The process of transforming 2,000 pages of Dodd-Frank into 25,000 pages of regulations is well under way. Front and center is Risk Retention. I assume you, like me, have been studying the 300 plus pages of the proposed Risk Retention rules (known to the cognoscenti as the Risk Retention “NPR”) for the past several weeks getting ready for the June 10th deadline for comments, right? Oddly, almost a full month passed before the government actually posted the NPR to the Federal Register, something which is usually done in a matter of days. (Tea leaf readers, thoughts?)

We have visited Risk Retention in this Blog before, but today we want to really focus on premium capture as it seems to capture all that is wrong with the NPR. My first reaction to reading the words on the page: Where the hell did this come from? On the fifth read, same reaction. There was nary a hint of the premium capture monstrosity in either Dodd-Frank or in the whispering about the rule-making process before the NPR came out.  

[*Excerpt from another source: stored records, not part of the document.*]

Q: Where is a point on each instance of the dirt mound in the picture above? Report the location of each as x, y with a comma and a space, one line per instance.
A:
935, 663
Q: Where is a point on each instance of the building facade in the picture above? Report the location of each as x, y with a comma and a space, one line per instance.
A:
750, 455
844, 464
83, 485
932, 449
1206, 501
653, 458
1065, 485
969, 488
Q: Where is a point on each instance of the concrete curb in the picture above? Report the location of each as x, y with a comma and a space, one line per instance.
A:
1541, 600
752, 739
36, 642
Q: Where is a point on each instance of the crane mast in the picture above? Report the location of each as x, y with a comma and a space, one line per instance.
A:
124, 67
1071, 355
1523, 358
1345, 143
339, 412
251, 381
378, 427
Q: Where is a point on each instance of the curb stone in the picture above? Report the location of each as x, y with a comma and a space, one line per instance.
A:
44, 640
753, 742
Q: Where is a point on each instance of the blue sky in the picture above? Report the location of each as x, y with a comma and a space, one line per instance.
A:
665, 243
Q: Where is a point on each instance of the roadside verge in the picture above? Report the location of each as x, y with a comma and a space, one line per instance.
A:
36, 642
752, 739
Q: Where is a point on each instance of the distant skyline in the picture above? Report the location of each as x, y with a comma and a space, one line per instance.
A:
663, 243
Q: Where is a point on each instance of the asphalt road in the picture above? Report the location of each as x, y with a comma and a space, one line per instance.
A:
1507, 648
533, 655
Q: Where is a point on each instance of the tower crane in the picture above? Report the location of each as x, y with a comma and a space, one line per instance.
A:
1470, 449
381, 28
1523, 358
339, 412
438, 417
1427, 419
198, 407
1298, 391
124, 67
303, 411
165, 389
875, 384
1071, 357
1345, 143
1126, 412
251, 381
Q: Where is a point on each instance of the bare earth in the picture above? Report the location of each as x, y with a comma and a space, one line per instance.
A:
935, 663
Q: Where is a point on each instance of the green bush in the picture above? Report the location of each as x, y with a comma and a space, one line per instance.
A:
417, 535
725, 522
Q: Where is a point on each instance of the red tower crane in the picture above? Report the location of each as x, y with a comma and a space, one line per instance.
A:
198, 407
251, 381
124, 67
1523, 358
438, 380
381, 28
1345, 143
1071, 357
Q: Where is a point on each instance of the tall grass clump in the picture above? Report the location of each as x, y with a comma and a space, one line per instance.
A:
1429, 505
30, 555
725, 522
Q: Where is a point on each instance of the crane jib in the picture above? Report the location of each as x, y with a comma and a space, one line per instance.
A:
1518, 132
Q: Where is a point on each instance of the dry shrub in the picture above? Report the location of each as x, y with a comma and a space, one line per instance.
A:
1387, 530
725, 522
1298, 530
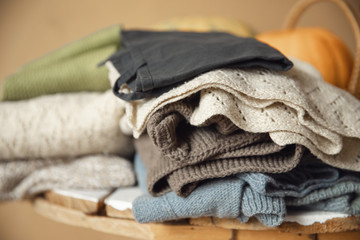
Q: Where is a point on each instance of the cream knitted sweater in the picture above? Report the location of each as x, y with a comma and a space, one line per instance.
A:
294, 107
63, 125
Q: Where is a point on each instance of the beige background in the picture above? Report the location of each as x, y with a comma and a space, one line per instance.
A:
31, 28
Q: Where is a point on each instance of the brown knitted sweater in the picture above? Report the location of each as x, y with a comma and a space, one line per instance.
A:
177, 155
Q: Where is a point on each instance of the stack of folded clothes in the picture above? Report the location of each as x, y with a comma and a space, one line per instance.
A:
63, 130
229, 127
224, 126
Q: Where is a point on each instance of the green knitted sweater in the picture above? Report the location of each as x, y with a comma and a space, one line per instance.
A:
72, 68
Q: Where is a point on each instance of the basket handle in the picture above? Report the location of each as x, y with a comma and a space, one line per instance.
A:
294, 15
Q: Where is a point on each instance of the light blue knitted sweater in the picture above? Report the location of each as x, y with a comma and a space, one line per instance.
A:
312, 185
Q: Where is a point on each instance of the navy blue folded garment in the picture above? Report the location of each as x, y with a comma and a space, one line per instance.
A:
150, 63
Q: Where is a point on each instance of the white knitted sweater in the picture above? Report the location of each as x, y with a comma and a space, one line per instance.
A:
63, 125
297, 106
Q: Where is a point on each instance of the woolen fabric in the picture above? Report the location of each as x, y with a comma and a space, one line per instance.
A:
180, 155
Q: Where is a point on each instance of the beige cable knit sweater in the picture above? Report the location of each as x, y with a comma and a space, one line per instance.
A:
63, 125
25, 178
294, 107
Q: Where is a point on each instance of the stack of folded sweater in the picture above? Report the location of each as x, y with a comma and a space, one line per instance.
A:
224, 128
63, 132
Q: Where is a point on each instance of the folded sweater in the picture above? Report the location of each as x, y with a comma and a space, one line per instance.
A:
72, 68
179, 155
152, 62
25, 178
264, 196
226, 197
63, 125
293, 107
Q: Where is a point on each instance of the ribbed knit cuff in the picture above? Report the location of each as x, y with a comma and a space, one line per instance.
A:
151, 209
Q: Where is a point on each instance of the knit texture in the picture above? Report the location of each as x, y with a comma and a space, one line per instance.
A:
315, 186
63, 125
72, 68
227, 197
293, 107
25, 178
180, 155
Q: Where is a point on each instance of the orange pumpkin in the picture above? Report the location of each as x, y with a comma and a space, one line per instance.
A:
317, 46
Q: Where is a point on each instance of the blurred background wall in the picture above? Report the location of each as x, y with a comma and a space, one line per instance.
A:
32, 28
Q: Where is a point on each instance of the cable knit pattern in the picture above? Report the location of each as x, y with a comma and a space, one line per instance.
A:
179, 155
25, 178
311, 185
294, 107
63, 125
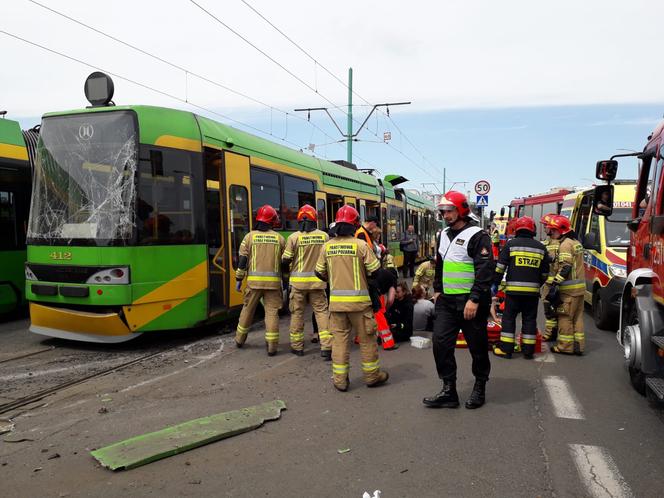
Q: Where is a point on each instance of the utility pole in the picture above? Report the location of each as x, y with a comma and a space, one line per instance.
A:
349, 127
349, 136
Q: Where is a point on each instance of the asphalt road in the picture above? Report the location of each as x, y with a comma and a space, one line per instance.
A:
557, 426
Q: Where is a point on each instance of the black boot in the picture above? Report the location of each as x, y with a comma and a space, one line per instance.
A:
476, 398
446, 398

On its face, and we absolutely have to start here, it says a securitizer who monetizes either an IO or earns a premium on the sale of P&I bonds, has to put that money in a box. That box serves as a first loss reserve for any losses on the loans for the life of the deal. The authors muse (they almost seem to chuckle) in the commentary that it’s unlikely that anyone will ever do this because it is onerous and therefore securitizations will be done without premium. Huh? Why, in Heaven, would a bank hire an origination team, build out technology, make loans, warehouse and hedge loans and assemble a pool for sale if it was not going to make a profit? I mean, we all know greed has a bad odor these days, but, good heavens, this is still a capitalistic economy, isn’t it?

Now, about the actual text of premium capture. In conversations following publication of the NPR, the regulators have told anyone who asks that the premium capture provisions were not properly drafted, and that what it really is all about is ensuring that the securitizer, who elects to satisfy risk retention with a horizontal first loss piece, retains 5% of the value of the underlying loans (the NPR curiously uses the term “par” to mean value). Regulators have gone on to say this is easy to achieve if securitizers would just stop their nefarious practice of stripping coupon and attach that interest to the first loss piece where it should always have been in the first place. Then, the bottom 5% would equal 5% of the value of the loans in the pool.

Disturbing, huh? And on so many levels.

First, this suggests that the regulators think that originators and securitizers can and should be responsible for stopping the business cycle and consequently loan losses are mostly attributable to bad underwriting which can be fixed by a strong regulatory whip hand. Regrettably, in the real world credit cycles are, well, cyclical. Securitizations, which typically have a term in excess of ten years, will see a full cycle. There is no way to make loans that are so good that they will all perform for ten years. The NPR suggests that the regulators think that’s tough nuggies and that if the originators and securitizers are sufficiently cowed by regulation, they will insulate investors from the cycle. Can not happen.

Second, the NPR suggests the regulators think if you put enough coupon on the B piece, it will trade at par and not at the deep discount common today. Wrong. This paper trades at a deep discount because of the likelihood of principal losses, not an inadequate coupon. See cycles, above. I cannot imagine how much coupon would need to be attached to the first loss bond to get a par bid, but it’s sure to God more than the excess coupons floating around your typical securitization.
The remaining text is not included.